# GESTIÓN DEL AGUA > Política y Legislación >  Dimite el Consejero de Agricultura y Agua Antonio Cerdá

## NoRegistrado

http://www.laverdad.es/murcia/201502...6012130-v.HTML

 En teoría dimite por que el PP no se vea manchado por su imputación en el Caso Nova Carthago, un catálogo de todos los tipos de corrupción posible, al que se une el autorizar la obra cuando no había agua para asignar.
 En la práctica (ya está bastante manchado), es la mecánica habitual de los aforados. Dejan que los casos de corrupción los instruya el TS de su zona y así se van unos años.
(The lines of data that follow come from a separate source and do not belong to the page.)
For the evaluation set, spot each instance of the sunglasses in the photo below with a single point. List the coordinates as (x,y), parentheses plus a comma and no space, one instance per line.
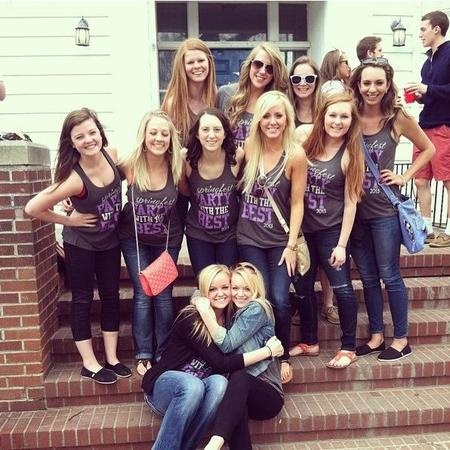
(374,60)
(297,79)
(257,64)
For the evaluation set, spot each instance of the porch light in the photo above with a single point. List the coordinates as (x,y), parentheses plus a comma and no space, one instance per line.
(82,33)
(398,33)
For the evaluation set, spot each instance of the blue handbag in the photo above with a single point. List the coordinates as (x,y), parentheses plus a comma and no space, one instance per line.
(412,225)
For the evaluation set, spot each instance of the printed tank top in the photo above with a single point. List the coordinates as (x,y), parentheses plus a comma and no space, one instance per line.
(153,211)
(324,194)
(214,208)
(258,224)
(374,203)
(106,203)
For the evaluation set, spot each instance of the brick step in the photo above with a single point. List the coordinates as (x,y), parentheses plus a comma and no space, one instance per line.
(305,416)
(427,441)
(428,365)
(426,326)
(423,292)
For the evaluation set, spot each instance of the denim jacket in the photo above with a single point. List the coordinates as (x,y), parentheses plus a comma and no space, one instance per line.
(250,330)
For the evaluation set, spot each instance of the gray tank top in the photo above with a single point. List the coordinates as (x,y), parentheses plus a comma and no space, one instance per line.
(214,207)
(258,224)
(106,203)
(374,203)
(153,211)
(324,194)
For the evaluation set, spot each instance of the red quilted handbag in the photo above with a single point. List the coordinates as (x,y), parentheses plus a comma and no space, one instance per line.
(158,275)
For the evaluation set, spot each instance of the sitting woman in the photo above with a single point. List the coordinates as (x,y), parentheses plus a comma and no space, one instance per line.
(256,392)
(184,386)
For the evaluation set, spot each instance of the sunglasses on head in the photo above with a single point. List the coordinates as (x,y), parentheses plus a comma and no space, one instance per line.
(297,79)
(375,60)
(257,64)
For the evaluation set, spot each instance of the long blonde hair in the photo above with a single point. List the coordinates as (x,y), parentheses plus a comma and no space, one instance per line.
(256,142)
(205,279)
(176,100)
(239,101)
(137,161)
(254,280)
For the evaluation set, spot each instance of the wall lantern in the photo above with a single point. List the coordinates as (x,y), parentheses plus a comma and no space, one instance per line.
(398,33)
(82,33)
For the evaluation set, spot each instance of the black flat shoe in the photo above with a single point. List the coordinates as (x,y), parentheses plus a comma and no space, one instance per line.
(390,354)
(121,370)
(103,376)
(364,350)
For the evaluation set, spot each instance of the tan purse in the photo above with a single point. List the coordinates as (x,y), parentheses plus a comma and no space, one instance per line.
(303,259)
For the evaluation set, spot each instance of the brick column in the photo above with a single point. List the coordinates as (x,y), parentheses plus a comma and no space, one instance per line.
(28,279)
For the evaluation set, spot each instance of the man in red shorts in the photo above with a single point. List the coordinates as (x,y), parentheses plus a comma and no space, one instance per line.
(434,93)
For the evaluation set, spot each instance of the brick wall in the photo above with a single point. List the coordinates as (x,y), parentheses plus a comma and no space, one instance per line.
(28,279)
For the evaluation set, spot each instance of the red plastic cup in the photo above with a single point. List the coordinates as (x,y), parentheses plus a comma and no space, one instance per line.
(409,96)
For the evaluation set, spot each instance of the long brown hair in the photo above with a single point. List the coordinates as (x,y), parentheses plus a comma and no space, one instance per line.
(176,100)
(314,145)
(68,156)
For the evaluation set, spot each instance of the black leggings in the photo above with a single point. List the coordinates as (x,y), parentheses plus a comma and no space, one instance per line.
(246,397)
(82,265)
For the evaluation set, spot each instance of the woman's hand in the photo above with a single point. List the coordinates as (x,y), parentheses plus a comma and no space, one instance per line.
(338,257)
(77,219)
(275,346)
(289,256)
(390,178)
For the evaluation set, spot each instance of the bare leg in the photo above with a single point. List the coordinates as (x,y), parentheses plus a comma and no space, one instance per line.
(87,354)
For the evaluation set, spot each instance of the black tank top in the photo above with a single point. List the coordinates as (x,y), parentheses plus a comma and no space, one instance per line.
(214,207)
(106,203)
(324,194)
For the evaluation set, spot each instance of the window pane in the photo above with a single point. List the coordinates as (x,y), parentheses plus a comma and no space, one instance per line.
(232,22)
(171,21)
(292,22)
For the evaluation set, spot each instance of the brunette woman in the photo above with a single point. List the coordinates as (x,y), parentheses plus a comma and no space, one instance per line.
(305,96)
(262,71)
(334,186)
(377,237)
(192,87)
(275,163)
(185,386)
(212,165)
(86,173)
(153,170)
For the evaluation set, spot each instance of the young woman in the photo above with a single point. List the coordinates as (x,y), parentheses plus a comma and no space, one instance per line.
(86,173)
(184,385)
(305,96)
(336,72)
(334,186)
(274,163)
(192,87)
(262,71)
(256,392)
(153,170)
(212,165)
(377,237)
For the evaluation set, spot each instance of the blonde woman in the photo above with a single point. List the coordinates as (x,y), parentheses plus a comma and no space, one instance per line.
(153,171)
(256,392)
(185,386)
(262,71)
(274,162)
(192,87)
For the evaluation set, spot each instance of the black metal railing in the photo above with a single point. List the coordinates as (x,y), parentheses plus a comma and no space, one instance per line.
(438,194)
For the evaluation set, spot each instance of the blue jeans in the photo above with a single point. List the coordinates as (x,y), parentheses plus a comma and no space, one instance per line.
(203,253)
(320,245)
(277,282)
(375,247)
(152,316)
(188,405)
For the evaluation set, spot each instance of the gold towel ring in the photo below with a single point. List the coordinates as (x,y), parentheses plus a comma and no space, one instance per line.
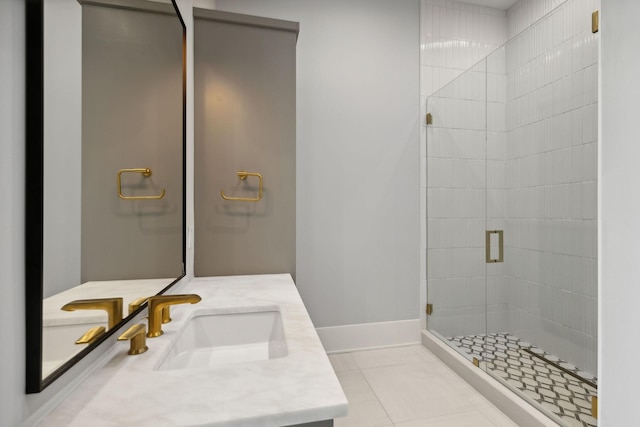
(243,175)
(146,172)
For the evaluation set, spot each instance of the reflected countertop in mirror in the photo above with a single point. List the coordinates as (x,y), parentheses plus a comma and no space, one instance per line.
(106,101)
(128,290)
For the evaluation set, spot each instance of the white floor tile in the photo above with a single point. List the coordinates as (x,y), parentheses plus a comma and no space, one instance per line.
(355,386)
(385,357)
(498,418)
(467,419)
(409,387)
(432,360)
(342,362)
(413,391)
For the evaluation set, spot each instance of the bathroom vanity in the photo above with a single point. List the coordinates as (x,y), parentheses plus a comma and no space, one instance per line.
(282,386)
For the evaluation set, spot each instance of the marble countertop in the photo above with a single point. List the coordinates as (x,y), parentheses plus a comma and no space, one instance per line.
(298,388)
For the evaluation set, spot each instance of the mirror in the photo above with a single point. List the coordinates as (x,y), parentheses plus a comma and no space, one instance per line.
(105,170)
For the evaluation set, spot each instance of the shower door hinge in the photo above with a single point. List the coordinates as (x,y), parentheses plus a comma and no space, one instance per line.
(429,309)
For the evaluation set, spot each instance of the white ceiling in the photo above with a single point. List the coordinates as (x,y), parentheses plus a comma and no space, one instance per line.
(498,4)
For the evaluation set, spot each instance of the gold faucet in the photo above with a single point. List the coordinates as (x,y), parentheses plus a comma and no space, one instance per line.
(158,303)
(113,307)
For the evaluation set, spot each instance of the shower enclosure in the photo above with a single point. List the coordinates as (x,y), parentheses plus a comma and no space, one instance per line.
(512,214)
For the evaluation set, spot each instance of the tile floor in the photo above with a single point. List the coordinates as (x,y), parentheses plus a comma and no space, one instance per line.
(556,391)
(409,387)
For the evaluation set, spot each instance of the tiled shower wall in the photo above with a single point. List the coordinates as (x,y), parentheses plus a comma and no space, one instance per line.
(551,179)
(541,183)
(454,37)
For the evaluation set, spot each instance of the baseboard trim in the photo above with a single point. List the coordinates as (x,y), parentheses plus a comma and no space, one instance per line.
(337,339)
(521,412)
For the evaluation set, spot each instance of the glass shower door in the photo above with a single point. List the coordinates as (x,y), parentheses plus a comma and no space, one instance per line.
(457,212)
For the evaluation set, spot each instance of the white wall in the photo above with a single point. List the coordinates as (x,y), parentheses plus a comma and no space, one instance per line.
(358,155)
(619,292)
(12,212)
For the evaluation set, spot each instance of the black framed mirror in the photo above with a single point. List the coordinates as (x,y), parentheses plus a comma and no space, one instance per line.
(105,170)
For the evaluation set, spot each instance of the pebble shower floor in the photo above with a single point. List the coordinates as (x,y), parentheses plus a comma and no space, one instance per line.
(558,392)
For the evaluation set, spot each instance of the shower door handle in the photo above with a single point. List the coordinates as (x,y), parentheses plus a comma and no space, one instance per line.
(500,234)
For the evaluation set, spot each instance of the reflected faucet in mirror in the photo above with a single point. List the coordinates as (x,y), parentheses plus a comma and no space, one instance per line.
(136,304)
(113,307)
(158,303)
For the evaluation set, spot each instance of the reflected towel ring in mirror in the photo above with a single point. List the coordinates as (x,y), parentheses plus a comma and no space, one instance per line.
(146,172)
(243,175)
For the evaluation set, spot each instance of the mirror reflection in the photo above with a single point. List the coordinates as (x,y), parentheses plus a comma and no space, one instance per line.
(113,166)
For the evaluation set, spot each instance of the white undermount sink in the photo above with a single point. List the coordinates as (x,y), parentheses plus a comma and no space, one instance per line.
(213,339)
Cuando está a punto de salir el juicio, lo que hacen es dimitir y renunciar al aforamiento, por lo que el caso vuelve al juez de instrucción ordinario y así, y con unos recursos más, el caso se eterniza hasta que ya se olvida.
 Cerdá se hizo famoso por decir en los videos que hay sobre el trasvase del Ebro, que cuando se hiciera, si sobraba agua se trasvasaba y que cuando no, no se trasvasaba. Lo cual se ha demostrado falso en el caso del trasvase del Tajo, que se trasvasa haya agua o no.
 Su dimisión también protege al expresidente Valcárcel, ya que el haber seguido éste camino, demora muchos años la posibilidad de que tenga que declarar como imputado al estar aforado.

Vericuetos legales por los que los poderosos se escapan de al Justicia, cosa que un robagallinas no puede hacer.

Saludos. Miguel.

----------